Despite all this, it is important to recall that 87 percent of German voters did not vote for the AfD. If politicians now react with populist policies to accommodate AfD voters, the 13-percent minority will dominate the political climate; that means selling out the fundamental democratic values embraced by the majority.
What Germany needs now are politicians who stand up for equality and democratic values in our institutions and visible civic engagement on every level to show that we won’t allow the erosion of democracy in Germany. And we need to take the fears of minorities seriously. Because they are the ones directly targeted, verbally and most likely physically. Again.

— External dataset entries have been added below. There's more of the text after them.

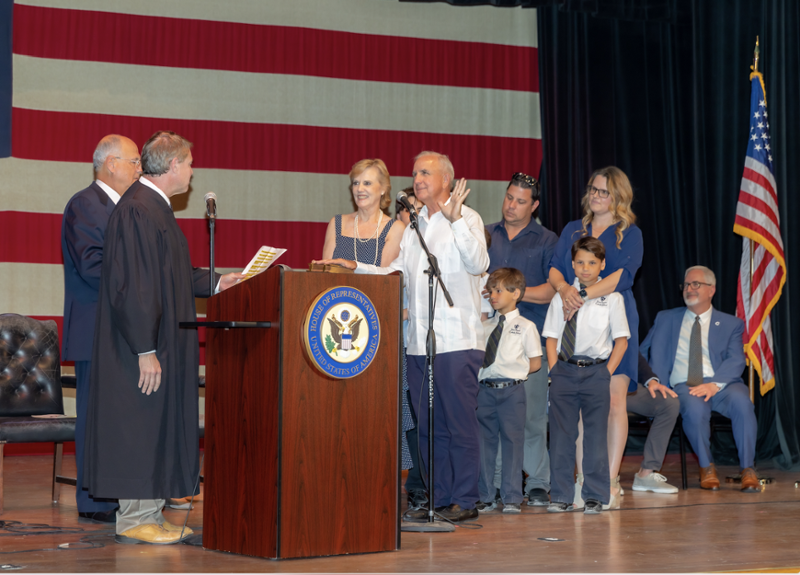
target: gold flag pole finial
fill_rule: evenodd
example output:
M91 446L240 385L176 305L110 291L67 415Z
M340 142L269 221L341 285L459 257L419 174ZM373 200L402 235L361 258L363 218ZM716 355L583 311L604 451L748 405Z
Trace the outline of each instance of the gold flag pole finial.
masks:
M756 36L756 49L753 52L753 65L750 66L750 69L753 72L758 73L758 36Z

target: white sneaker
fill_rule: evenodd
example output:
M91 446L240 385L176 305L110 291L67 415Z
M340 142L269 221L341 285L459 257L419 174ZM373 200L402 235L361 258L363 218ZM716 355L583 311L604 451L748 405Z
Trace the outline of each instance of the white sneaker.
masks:
M578 473L575 477L575 498L572 501L573 508L583 509L583 497L581 497L581 490L583 489L583 473Z
M653 493L677 493L678 488L667 483L667 478L660 473L651 473L645 478L639 474L633 476L634 491L652 491Z

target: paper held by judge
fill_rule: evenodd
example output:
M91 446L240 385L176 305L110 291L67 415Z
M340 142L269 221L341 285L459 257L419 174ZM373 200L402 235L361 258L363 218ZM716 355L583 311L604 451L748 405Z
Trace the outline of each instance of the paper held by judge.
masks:
M270 246L261 246L256 252L256 255L253 256L253 259L250 260L250 263L242 270L242 273L245 275L244 280L249 280L251 277L260 274L264 270L266 270L269 266L271 266L275 260L281 257L286 252L283 248L272 248Z

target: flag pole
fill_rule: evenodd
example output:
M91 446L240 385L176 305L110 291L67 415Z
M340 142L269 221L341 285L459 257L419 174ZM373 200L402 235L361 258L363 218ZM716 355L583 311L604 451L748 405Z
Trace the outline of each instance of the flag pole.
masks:
M758 36L756 36L756 47L753 51L753 65L750 66L750 69L753 70L754 74L758 74ZM754 253L756 249L756 242L753 238L750 238L750 299L753 298L753 261L754 261ZM747 387L750 388L750 403L756 402L756 366L749 357L747 358Z
M755 50L753 50L753 65L750 66L750 68L753 70L753 74L758 74L758 53L759 53L758 36L756 36L756 47L755 47ZM752 79L752 75L750 76L750 78ZM753 298L753 272L755 271L753 268L755 267L754 266L755 250L756 250L756 242L755 242L755 240L753 238L750 238L750 299L751 300ZM756 366L755 366L755 363L753 362L753 360L750 359L749 357L747 358L747 365L749 366L748 369L747 369L747 379L748 379L748 387L750 388L750 401L751 401L751 403L755 403L756 402L756 394L755 394L755 390L756 390L756 373L755 373L756 372ZM726 483L729 482L728 481L729 479L730 478L728 478L728 477L725 478ZM737 481L737 479L738 479L738 481ZM759 481L759 483L761 485L767 485L769 483L772 483L772 477L768 477L766 475L762 475L762 474L759 473L758 474L758 481ZM741 483L742 482L741 474L739 474L739 476L737 478L735 478L734 481L732 481L731 483L734 483L734 482L735 483ZM795 483L795 487L797 487L796 483Z
M753 299L753 251L756 249L756 242L750 238L750 299ZM747 358L747 387L750 388L750 403L756 402L756 366L753 360Z

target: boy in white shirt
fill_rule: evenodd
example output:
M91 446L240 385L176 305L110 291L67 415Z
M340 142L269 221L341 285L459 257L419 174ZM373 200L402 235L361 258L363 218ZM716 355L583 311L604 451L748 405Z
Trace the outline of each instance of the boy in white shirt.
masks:
M572 245L575 287L597 283L606 267L603 242L591 236ZM628 347L630 330L622 296L589 299L570 321L561 296L547 310L542 335L550 366L550 512L570 511L574 499L575 441L583 415L584 513L600 513L608 503L608 412L611 375Z
M495 270L486 282L497 312L483 322L486 356L478 371L478 423L481 431L479 512L496 508L493 484L498 436L502 451L500 497L503 513L520 513L522 459L525 445L525 389L528 374L542 366L536 325L522 317L517 302L525 293L525 276L513 268Z

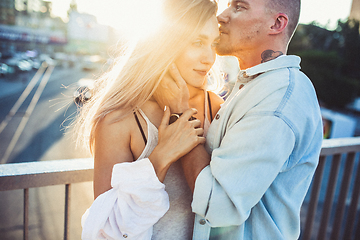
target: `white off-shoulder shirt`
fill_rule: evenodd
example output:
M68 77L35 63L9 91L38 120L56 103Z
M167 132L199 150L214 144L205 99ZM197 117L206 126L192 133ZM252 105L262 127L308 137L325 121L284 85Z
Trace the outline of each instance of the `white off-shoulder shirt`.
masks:
M208 110L205 92L205 112ZM134 162L115 164L112 189L99 195L81 219L82 239L187 240L192 238L192 192L180 162L173 163L164 180L156 176L148 156L158 142L158 129L143 111L148 139ZM210 121L205 117L204 130Z

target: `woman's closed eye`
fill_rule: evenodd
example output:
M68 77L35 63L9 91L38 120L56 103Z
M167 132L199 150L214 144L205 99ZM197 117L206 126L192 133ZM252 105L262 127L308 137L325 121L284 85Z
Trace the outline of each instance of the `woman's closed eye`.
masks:
M195 47L202 47L204 43L202 40L196 40L195 42L192 43L192 45Z

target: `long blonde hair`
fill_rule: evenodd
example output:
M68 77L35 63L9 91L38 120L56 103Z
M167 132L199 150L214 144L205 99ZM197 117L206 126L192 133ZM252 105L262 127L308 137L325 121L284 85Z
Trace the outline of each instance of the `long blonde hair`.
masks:
M97 79L92 99L80 109L73 130L77 143L85 143L90 151L99 122L118 109L122 109L125 117L152 96L170 64L216 14L217 3L164 0L163 11L164 22L159 30L133 46L124 47L113 68Z

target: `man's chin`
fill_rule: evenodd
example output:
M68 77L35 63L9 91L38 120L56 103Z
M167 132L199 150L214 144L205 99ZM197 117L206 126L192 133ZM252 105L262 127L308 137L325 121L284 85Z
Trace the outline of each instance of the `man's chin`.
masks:
M215 48L216 54L219 56L230 56L232 51L230 48L227 48L225 46L216 46Z

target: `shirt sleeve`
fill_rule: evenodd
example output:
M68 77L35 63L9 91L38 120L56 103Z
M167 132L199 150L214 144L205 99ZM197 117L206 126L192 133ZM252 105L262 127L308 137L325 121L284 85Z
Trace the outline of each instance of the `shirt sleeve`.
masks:
M151 239L169 197L150 160L115 164L111 186L82 216L82 239Z
M247 116L227 129L195 182L193 212L211 227L241 225L286 166L295 144L276 116Z

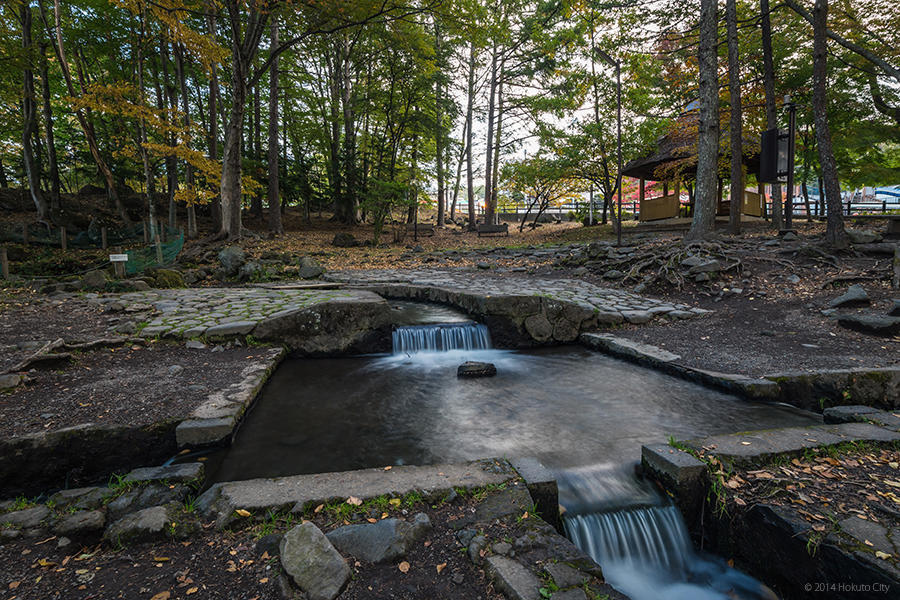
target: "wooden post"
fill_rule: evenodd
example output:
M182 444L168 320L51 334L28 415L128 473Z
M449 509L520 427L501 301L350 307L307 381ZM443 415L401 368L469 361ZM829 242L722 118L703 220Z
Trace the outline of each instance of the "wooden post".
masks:
M166 226L162 223L159 224L159 237L165 243L166 241Z
M9 279L9 257L6 255L6 246L0 246L0 274L3 279Z
M669 182L663 181L663 196L669 195Z
M725 185L723 184L722 178L720 177L719 178L719 199L716 202L716 214L717 215L720 212L722 212L722 195L723 195L724 191L725 191Z
M149 244L150 243L150 228L147 226L147 221L141 221L141 223L144 225L144 243Z
M766 212L766 186L763 182L758 182L756 184L756 193L759 194L759 201L762 202L762 216L763 219L769 220L769 215Z
M641 177L640 185L638 186L638 204L640 206L638 206L638 208L634 211L634 216L638 218L638 221L641 220L641 216L638 211L640 211L641 208L643 208L643 206L644 206L644 196L646 194L647 194L647 192L644 191L644 178Z
M121 246L116 246L115 248L113 248L113 254L122 254ZM116 279L124 279L125 278L125 263L114 262L113 268L116 271Z
M106 243L106 227L100 228L100 247L106 250L108 244Z
M159 231L162 233L162 225L159 226ZM156 236L156 264L162 266L162 241L159 239L161 236Z
M675 213L676 217L681 216L681 180L675 180L675 191L672 192L675 195L675 205L678 206L678 212Z
M28 221L22 221L22 243L28 245Z
M66 228L59 228L59 247L63 250L68 250L69 248L69 236L66 235Z

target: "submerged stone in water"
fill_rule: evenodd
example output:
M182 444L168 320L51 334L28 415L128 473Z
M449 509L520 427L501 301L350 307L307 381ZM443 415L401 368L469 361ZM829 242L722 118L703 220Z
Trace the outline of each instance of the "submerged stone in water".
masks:
M497 367L491 363L467 361L456 369L457 377L493 377L497 374Z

Şeyda Emek is a former German administrative court judge and adviser to the German Government on constitutional law. She is currently a visiting scholar to Columbia University’s Freedom of Expression Initiative in New York and a fellow at the Bruno Kreisky Forum for International Dialogue in Vienna, Austria. She holds a doctorate in law from Ludwigs-Maximilian-University in Munich and studied law at Georg-August-University in Göttingen and Nottingham University, UK. The views expressed in this article are hers and hers alone.